WASHINGTON (CNN) — That didn't take long.
Just a day after President Barack Obama answered a phone call from Iranian President Hassan Rouhani -- the first contact between a U.S. president and an Iranian leader since Jimmy Carter spoke by phone with Shah Mohammed Reza Pahlavi in 1979 -- Sen. Ted Cruz, R-Texas, says Iran needs to meet two preconditions, or the leader of the free world should send Rouhani's next call to voice mail.
Cruz announced Saturday he has filed a resolution in the Senate recommending Iran must recognize the right of Israel to exist as a Jewish state and Iran must release, without conditions, all U.S. nationals being "unjustly" held "before any future meeting between President Obama and President Rouhani."
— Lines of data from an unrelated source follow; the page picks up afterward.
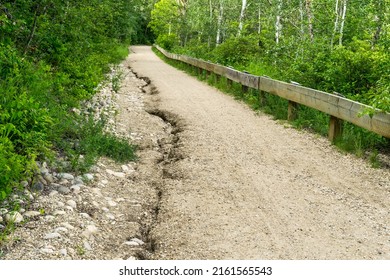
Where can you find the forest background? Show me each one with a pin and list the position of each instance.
(54, 54)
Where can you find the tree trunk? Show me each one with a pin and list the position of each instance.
(242, 15)
(219, 27)
(343, 16)
(259, 20)
(336, 23)
(310, 19)
(278, 24)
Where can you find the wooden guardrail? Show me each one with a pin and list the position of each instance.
(339, 108)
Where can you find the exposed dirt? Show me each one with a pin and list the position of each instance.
(215, 180)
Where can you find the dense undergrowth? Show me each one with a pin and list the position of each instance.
(53, 55)
(354, 139)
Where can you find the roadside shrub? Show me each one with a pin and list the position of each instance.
(236, 51)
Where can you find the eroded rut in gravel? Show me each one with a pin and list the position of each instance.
(250, 188)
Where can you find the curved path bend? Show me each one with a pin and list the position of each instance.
(248, 187)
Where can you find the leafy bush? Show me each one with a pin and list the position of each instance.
(236, 51)
(167, 41)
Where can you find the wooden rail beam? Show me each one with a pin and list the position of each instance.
(339, 108)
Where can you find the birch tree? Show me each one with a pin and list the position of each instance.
(242, 15)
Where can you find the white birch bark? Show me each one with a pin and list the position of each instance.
(310, 19)
(343, 16)
(278, 24)
(242, 15)
(336, 23)
(219, 25)
(259, 20)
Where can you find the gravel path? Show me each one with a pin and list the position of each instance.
(213, 180)
(242, 186)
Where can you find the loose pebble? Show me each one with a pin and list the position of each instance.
(52, 235)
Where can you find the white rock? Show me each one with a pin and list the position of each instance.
(53, 193)
(63, 190)
(30, 214)
(131, 243)
(49, 218)
(89, 231)
(125, 168)
(72, 203)
(110, 216)
(46, 251)
(87, 246)
(52, 235)
(75, 188)
(14, 217)
(116, 174)
(63, 252)
(96, 191)
(66, 176)
(85, 215)
(112, 203)
(94, 203)
(61, 229)
(59, 212)
(88, 177)
(78, 181)
(67, 225)
(139, 241)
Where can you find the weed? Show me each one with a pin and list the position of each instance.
(374, 160)
(80, 250)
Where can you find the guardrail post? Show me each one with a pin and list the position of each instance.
(292, 110)
(261, 97)
(229, 83)
(335, 128)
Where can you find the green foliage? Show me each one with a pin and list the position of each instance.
(89, 140)
(53, 54)
(167, 41)
(236, 51)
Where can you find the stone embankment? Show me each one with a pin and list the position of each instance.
(104, 214)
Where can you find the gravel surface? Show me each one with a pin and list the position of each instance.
(213, 180)
(244, 186)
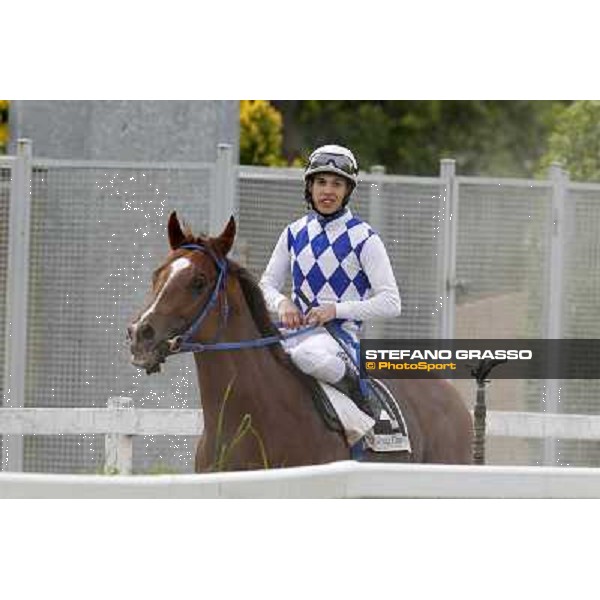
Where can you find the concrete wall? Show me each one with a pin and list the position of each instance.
(133, 130)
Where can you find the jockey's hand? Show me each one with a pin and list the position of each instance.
(319, 315)
(289, 314)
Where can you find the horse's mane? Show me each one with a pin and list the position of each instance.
(255, 301)
(258, 308)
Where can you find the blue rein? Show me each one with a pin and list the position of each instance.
(184, 343)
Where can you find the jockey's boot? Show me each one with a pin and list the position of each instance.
(349, 385)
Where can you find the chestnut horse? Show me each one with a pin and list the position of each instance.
(257, 405)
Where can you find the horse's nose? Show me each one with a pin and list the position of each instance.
(146, 332)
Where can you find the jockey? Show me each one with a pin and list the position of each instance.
(339, 266)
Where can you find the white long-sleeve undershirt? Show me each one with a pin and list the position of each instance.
(383, 299)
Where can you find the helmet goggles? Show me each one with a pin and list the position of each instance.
(339, 161)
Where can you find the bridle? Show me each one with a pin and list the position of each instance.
(183, 342)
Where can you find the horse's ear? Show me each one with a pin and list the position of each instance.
(176, 235)
(224, 242)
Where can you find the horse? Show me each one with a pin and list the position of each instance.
(258, 407)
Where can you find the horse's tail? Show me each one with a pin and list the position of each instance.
(481, 374)
(479, 418)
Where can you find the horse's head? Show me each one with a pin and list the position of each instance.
(183, 286)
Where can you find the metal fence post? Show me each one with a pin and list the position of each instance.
(375, 329)
(17, 282)
(118, 447)
(223, 204)
(448, 246)
(554, 325)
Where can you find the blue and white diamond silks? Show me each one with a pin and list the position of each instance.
(325, 261)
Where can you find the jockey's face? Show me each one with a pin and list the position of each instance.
(328, 192)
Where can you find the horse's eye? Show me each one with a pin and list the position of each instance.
(198, 283)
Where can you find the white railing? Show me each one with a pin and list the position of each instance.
(345, 479)
(120, 421)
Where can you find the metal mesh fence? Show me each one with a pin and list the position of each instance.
(97, 232)
(410, 229)
(5, 179)
(581, 313)
(503, 230)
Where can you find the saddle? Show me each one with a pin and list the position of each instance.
(389, 432)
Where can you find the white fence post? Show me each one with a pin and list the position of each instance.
(223, 204)
(448, 246)
(553, 325)
(17, 281)
(377, 220)
(118, 447)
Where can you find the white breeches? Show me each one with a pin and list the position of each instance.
(317, 354)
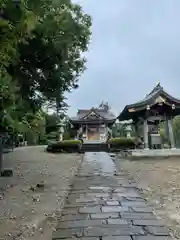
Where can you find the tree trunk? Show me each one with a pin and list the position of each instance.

"Congress needs to send a strong signal that direct communication with the leader of the free world is a privilege," Cruz said, "particularly for a regime that has been as hostile as Iran has been towards America for more than three decades."
In the resolution, Cruz both decried Iran as a "committed state-sponsor of terrorist groups" and dismissed the country's claims it is only seeking nuclear power for peaceful purposes. The Texas Republican said Rouhani and his government have yet to take "any practical steps" towards halting its pursuit of nuclear weapons.
Discussing the phone call in a statement from the White House briefing room on Friday, Obama promised that he will continue to consult the United States' "friends and allies in the region, including Israel," acknowledging that ongoing talks with Iran would inflame suspicions among Israeli leaders.
Obama and Rouhani also discussed the imprisonment of American pastor Saeed Abedini, a U.S. official said. The Idaho pastor, who converted from Islam to Christianity 13 years ago, has been imprisoned in Tehran's Evin prison for more than a year. Abedini is serving an eight-year sentence for "undermining the Iranian government."
Cruz praised the president for raising Abedini's imprisonment with Rouhani before imploring Obama to keep up a diplomatic blitz to force "real action on this issue."
Ahead of Rouhani's visit to the United Nations this past week, Iranian authorities reportedly pardoned 80 prisoners, according to Iranian media. This comes after Iranian Supreme Leader Ayatollah Ali Khamenei said he would be willing to lend the country's president greater "flexibility" on the foreign relations front, signaling a potential -- if subtle -- shift in the nation's fraught dealings with the U.S. and the West.